Sega Corporation, the gaming company behind hit products Sonic the Hedgehog, Yakuza and Virtua Fighter, said it plans to soon release a Web3-based game despite news reports and speculation the company was pulling out of blockchain-based gaming.

A Bloomberg report on Friday said the company is “shelving plans to develop its own games in that genre at least for now,” citing an interview with Sega co-Chief Operating Officer Shuji Utsumi. 

However, Utsumi, who has been with the company almost 30 years and helped launch the Sega Dreamcast console in the U.S., said in an email response to questions that the company’s strategy around blockchain had been misconstrued.

Utsumi cited the development of a new blockchain-based game between Sega and social media platform Line, which was announced July 10, as an example. It would be “very strange” to assume that Sega was pulling back from blockchain technologies in light of the announcement of the deal with Line, he wrote in the email. 

Utsumi said the company’s business strategy includes Web3 — a new phase of the internet built around decentralized blockchain technologies, the metaverse, and non-fungible tokens (NFTs).

In an interview at the IVS Crypto 2023 conference in the Japanese city of Kyoto on June 29, Utsumi said that Web3 is among a number of technologies the company is exploring. 

“We are not trying to be a Web 3 company,” said Utsumi. Instead, Web3 technologies such as the blockchain and NFTs are “functions” that the company will continue to explore as a way to grow its business and expand the potential of its intellectual property (IP), he said. 

“That’s why I’d say we are Web 2.5,” he added. “2.3 or 2.7 — somewhere in the middle.”

Block investing

He said the company’s strategy is to invest in Web3 projects, which includes licensing the company’s IP for certain game titles to blockchain-based developers that it trusts to maintain its quality standards and meet the expectations of fans.

“Blockchain technology can definitely make a big contribution to the growth of the [gaming] industry, and we are seriously evaluating that potential by investing in several initiatives, be it by investing in a fund as a limited partner or by investing in the developers,” Utsumi said.

He added the strategy is a “transmedia” approach, which involves building on a specific title across various platforms, be it games for a console, arcade, PC or mobile, collectibles, film, music, or even now self-creation gaming platforms such as Roblox.

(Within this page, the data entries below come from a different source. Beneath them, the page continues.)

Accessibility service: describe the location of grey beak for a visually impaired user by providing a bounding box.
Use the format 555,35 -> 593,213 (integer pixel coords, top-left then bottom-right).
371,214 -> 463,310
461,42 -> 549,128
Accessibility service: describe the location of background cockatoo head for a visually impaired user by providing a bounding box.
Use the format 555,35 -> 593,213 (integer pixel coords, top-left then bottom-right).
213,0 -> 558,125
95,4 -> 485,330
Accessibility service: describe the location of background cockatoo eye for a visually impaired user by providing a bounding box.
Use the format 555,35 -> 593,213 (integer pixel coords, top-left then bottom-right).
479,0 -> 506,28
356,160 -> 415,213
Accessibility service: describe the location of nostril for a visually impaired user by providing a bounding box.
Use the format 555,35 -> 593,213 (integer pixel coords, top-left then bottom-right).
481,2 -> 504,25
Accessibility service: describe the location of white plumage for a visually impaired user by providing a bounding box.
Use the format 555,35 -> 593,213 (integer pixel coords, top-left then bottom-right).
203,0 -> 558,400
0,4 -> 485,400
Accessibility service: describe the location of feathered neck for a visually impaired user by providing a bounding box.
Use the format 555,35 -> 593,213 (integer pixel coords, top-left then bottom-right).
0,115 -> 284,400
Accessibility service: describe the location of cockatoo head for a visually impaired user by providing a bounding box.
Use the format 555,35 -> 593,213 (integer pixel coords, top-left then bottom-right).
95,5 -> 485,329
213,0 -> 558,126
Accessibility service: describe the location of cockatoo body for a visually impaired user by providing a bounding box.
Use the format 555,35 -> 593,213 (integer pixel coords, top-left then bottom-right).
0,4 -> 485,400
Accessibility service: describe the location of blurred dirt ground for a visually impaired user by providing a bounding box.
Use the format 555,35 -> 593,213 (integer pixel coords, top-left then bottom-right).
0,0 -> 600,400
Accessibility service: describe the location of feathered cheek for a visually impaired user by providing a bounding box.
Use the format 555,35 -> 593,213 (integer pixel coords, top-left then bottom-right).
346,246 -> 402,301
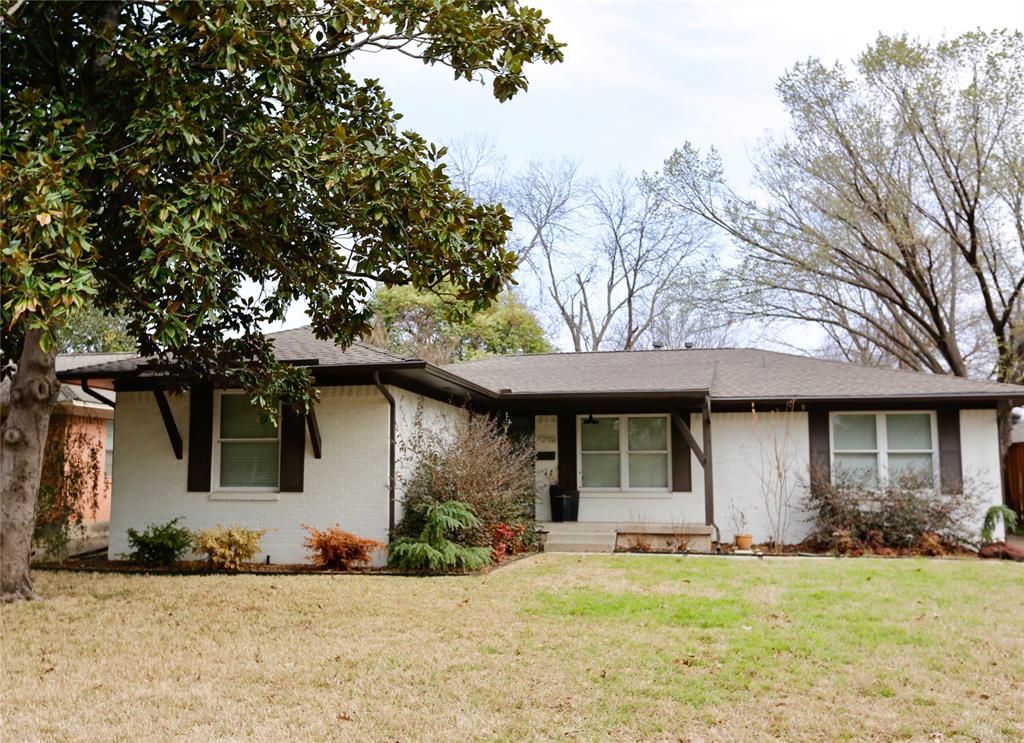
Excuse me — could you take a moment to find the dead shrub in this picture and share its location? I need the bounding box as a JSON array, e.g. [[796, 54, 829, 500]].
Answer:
[[395, 412, 537, 552], [302, 524, 385, 570], [193, 524, 270, 570]]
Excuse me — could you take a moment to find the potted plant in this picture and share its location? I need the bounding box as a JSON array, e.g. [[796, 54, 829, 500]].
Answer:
[[732, 508, 754, 550], [548, 483, 580, 522]]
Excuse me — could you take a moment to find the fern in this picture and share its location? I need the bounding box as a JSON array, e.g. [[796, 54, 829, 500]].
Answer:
[[388, 500, 490, 573], [981, 506, 1017, 544]]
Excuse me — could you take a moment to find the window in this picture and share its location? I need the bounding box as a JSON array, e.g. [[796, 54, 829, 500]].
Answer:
[[831, 412, 937, 487], [578, 416, 669, 490], [103, 421, 114, 480], [215, 392, 281, 489]]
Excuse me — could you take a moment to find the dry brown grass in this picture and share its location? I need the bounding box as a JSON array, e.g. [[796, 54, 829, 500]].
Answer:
[[2, 555, 1024, 741]]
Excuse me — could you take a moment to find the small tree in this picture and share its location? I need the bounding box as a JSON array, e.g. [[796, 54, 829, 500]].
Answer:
[[0, 0, 562, 600], [369, 287, 551, 363], [751, 405, 799, 551]]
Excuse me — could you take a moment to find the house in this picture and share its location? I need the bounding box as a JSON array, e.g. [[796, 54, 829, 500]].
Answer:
[[0, 353, 135, 551], [60, 327, 1024, 563]]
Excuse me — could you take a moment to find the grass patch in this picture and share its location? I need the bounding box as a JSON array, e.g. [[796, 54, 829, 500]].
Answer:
[[6, 555, 1024, 741]]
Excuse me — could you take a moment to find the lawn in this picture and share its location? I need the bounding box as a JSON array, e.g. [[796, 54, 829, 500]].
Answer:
[[6, 555, 1024, 741]]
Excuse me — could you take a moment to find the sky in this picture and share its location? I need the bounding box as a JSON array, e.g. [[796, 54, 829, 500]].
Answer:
[[272, 0, 1024, 335]]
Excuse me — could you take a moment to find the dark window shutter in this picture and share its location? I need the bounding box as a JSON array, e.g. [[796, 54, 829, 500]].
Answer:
[[188, 386, 213, 492], [807, 408, 831, 484], [936, 407, 964, 492], [558, 412, 577, 490], [280, 405, 306, 492], [669, 412, 693, 492]]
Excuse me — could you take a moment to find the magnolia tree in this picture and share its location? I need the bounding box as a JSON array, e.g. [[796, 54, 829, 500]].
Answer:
[[0, 0, 562, 599]]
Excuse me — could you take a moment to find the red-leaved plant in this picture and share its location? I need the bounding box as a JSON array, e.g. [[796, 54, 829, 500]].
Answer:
[[302, 524, 384, 570], [490, 523, 526, 560]]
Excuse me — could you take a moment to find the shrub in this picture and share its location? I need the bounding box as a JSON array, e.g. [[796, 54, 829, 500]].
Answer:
[[124, 518, 191, 567], [805, 473, 979, 549], [981, 506, 1017, 544], [395, 413, 537, 551], [388, 500, 490, 573], [193, 524, 270, 570], [34, 413, 104, 562], [302, 524, 385, 570]]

“In theory, NFTs can be a medium to connect these various transmedia activities,” Utsumi said. “It would be nice if we could connect with our fans using the blockchain, we just don’t know how yet. We are still learning.”

One example of Sega’s transmedia approach is the IP licensing agreement between Sega, blockchain game developer Double Jump Tokyo and decentralized blockchain gaming platform Oasys. Together, the three companies are developing the Sega arcade titled Sangokushi Taisen — Three Kingdoms — into a blockchain-based game. 

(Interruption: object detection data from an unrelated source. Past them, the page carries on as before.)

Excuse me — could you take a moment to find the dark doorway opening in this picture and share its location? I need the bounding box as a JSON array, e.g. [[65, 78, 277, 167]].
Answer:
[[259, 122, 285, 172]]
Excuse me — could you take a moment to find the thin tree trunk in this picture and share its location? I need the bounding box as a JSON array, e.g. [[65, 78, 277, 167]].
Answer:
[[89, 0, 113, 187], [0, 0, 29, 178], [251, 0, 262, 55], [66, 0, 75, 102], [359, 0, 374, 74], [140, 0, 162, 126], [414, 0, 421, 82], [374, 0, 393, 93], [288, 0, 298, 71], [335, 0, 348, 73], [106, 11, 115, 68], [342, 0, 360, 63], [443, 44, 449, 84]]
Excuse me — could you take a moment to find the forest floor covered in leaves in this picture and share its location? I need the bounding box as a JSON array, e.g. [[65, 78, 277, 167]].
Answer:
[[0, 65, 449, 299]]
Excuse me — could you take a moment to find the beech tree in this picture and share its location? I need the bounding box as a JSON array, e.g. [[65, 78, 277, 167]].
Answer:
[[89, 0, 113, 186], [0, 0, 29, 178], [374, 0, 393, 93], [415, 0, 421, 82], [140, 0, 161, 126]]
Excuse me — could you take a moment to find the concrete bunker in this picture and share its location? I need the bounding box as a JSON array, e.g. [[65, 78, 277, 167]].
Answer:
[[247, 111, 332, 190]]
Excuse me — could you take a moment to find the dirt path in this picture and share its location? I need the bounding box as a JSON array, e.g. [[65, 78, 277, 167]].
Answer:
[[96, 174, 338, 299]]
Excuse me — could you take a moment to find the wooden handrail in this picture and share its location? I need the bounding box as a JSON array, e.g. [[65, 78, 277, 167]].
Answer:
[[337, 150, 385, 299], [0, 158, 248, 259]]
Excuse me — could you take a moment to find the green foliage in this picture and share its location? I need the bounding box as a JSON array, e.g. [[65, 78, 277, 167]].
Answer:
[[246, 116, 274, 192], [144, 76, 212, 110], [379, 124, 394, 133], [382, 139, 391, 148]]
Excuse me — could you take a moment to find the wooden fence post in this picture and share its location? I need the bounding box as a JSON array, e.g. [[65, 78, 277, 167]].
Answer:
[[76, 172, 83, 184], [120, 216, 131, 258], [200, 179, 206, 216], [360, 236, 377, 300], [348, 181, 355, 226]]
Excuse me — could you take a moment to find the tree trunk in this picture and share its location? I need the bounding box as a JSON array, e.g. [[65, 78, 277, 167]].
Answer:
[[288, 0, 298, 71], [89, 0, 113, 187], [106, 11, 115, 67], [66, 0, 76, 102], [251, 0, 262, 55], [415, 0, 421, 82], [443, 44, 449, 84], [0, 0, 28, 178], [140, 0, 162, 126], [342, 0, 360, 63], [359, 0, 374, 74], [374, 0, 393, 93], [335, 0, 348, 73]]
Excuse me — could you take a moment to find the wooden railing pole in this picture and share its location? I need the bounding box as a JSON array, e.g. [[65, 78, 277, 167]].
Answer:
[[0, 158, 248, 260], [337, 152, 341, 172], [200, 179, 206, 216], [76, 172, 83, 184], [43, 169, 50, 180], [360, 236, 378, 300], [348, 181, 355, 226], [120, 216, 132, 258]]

The hybrid digital and physical collectibles game, originally released by Sega in 2005, is based on the warring “Three Kingdoms” period of Chinese history. The gameplay allows two players to engage in battle based on the strengths of the cards in the deck they hold. A hugely popular staple of arcades in Japan and throughout Asia, the franchise has reportedly sold over 500 million units of the physical cards used in the game. 

“The business we do now will be similar to the process behind Three Kingdoms,” Utsumi said. The company will select titles, such as arcade franchises, that are popular in Asia — a market with gamers that tend to see incorporation of blockchain technology into their favorite titles as a “form of entertainment,” Utsumi said, rather than the “evil” it can be perceived as in the west.

Therefore, while there is accuracy in reports that franchises such as Sonic the Hedgehog — household names in western markets — are still some way from incorporation onto the blockchain, Sega remains in what Utsumi describes as a “searching mode” for Web3 gaming initiatives that may prove popular elsewhere.

“We are trying not to offend people, but eventually — technology-wise — the blockchain is going to be really helpful to really enhance the experience of gamers,” Utsumi said. 

“But we also understand the sentiment of Western gamers. So we are trying to figure out what is the best way by having this kind of initiative first targeted more to the Asian market.”

On Monday, Sega announced an IP licensing agreement with Line Next Inc. — an NFT-focused branch of Tokyo-based social media platform Line Corp. — for the development of “one of SEGA’s immensely popular game IPs” into a Web3 game. The IP in question has yet to be confirmed. 

Sega is part of the publicly traded Sega Sammy Holdings group, which has a market capitalization of US$4.55 billion and reported yearly revenue of US$2.68 billion in 2022, down from US$2.7 billion the prior year. The shares have risen 25% in the past 12 months.